UP, UP AND AWAY: No, expansion and construction in 1985 wasn't limited to just the Center. Consider these three ventures:

- The Laguna Art Museum (the new name for the Laguna Beach Museum of Art) is set to reopen its landmark facility in June, 1986. An $850,000 expansion will increase the size of the facility from 9,000 to 15,000 square feet. The museum also was given an extension through 1986 on its rent-free "satellite facility" at the South Coast Plaza Mall in Costa Mesa.

- The Laguna Moulton Playhouse in October reopened its theater after a $650,000 renovation to add a 68-seat balcony (to the 350-seat main floor) and for various office and lobby revamping.

- The South Coast Repertory Theatre in Costa Mesa last July started site-preparation work for its $1.5-million Artists Wing support facility (SCR's two-playhouse complex is next to the Center).

Other ventures in the works:

- The Irvine City Council and UC Irvine last August announced a preliminary plan to build a $9.5-million, 750-seat performing arts theater on the campus. To be funded by city bond monies, construction is projected to begin in 1986-87.

- The Newport Harbor Art Museum this month disclosed that its new-site search choices have been narrowed to the existing Newport Center location; two Irvine Co.-owned locales in Irvine, and the South Coast Plaza sector. A consultant's report on the proposed expansion, which could cost up to $20 million, is being awaited.

- Freedman Forum, a proposed $6-million, 2,300-seat theater-in-the-round for musicals in downtown Anaheim, in October won preliminary approval from the Anaheim City Council. Final city approval on structural construction is pending.

COMING ATTRACTIONS, PART I: The pending visits of American Ballet Theatre and the New York City Opera seem to support the Orange County Center's long-touted aim to be a "world class" complex.

Beverly Sills, general director of the New York City Opera, was here Nov. 18 to announce that her company--the first attraction to be signed for the initial Center season--will appear in Orange County on Jan. 14-25 in 1987. "Carmen," "Madama Butterfly," and "Candide" are to be presented.

Baryshnikov, artistic director of the American Ballet Theatre, here Dec. 19, said his New York-based company will perform "The Nutcracker" for a Dec. 9-14 engagement in 1986.
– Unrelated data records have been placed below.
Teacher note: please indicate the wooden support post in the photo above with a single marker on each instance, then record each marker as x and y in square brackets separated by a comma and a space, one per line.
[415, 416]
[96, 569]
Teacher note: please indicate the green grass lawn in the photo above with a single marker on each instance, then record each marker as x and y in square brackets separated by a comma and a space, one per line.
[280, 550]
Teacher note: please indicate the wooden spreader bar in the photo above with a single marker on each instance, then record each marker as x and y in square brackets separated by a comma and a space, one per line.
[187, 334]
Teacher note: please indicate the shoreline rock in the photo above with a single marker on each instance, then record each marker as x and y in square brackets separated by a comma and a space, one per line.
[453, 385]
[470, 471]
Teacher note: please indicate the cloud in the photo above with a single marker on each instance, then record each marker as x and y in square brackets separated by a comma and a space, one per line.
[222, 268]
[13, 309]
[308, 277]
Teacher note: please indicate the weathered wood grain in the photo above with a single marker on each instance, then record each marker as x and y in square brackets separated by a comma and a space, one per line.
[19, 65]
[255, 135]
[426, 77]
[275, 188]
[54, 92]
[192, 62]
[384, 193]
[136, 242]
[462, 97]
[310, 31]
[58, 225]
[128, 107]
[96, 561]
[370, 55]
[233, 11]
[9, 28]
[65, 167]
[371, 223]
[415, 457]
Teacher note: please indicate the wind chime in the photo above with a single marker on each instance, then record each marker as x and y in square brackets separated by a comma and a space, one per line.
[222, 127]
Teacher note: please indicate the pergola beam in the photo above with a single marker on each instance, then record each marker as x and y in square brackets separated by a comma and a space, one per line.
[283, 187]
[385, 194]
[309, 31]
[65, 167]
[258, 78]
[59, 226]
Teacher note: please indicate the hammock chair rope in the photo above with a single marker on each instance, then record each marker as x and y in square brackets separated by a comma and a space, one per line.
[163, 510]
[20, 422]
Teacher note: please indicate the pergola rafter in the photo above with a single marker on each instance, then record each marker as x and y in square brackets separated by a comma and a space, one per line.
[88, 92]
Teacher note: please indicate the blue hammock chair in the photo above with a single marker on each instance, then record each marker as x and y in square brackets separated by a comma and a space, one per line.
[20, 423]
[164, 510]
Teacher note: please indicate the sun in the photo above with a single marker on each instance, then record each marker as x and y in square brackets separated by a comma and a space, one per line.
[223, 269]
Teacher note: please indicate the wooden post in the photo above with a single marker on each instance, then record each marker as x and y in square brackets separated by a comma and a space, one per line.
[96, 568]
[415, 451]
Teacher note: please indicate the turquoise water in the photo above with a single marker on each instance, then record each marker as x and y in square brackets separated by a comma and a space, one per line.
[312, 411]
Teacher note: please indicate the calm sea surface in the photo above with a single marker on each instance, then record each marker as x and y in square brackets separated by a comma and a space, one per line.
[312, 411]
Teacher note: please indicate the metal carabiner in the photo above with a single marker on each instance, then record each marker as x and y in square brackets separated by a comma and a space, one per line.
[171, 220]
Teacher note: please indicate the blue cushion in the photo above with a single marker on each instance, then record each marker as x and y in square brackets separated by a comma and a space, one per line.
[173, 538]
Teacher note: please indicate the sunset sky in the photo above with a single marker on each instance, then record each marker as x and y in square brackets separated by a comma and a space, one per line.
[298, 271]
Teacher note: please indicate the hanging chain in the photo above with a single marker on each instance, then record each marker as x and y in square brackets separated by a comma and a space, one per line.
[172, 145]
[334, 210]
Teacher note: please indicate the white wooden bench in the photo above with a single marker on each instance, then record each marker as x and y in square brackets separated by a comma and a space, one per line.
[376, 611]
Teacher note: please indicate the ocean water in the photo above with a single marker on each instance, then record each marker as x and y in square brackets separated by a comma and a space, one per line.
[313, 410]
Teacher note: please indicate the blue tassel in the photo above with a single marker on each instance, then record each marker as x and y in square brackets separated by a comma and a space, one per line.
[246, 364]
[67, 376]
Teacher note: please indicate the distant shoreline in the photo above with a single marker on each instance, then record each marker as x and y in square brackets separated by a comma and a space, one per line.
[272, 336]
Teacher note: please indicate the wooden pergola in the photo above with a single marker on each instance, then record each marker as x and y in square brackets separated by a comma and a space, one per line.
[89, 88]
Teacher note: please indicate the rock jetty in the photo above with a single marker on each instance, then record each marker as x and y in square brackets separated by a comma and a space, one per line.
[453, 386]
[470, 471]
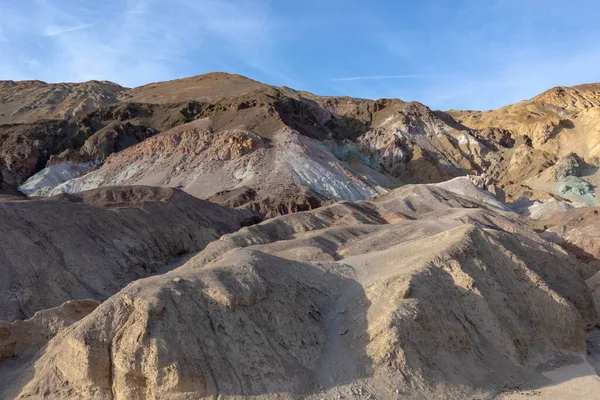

This production, directed and choreographed by Baryshnikov, will play Orange County first, then Los Angeles for the company's usual two-week holiday run at the Shrine Auditorium.

The Orange County Philharmonic Society, presenter of the Los Angeles Philharmonic's Orange County concerts since 1962, said it expects to present that orchestra's regular series at the Orange County Center. The society said it also is negotiating for single-concert appearances by other major orchestras, including the Cleveland and Chicago symphony orchestras.

According to Kendrick and Strader, the Center is also continuing talks with other organizations, such as the New York City Ballet, the Shubert organization (the impresario of musicals) and the Joffrey Ballet.

COMING ATTRACTIONS, PART II: At one time, relations were rather combative between the local performing organizations and the Center over the question of booking.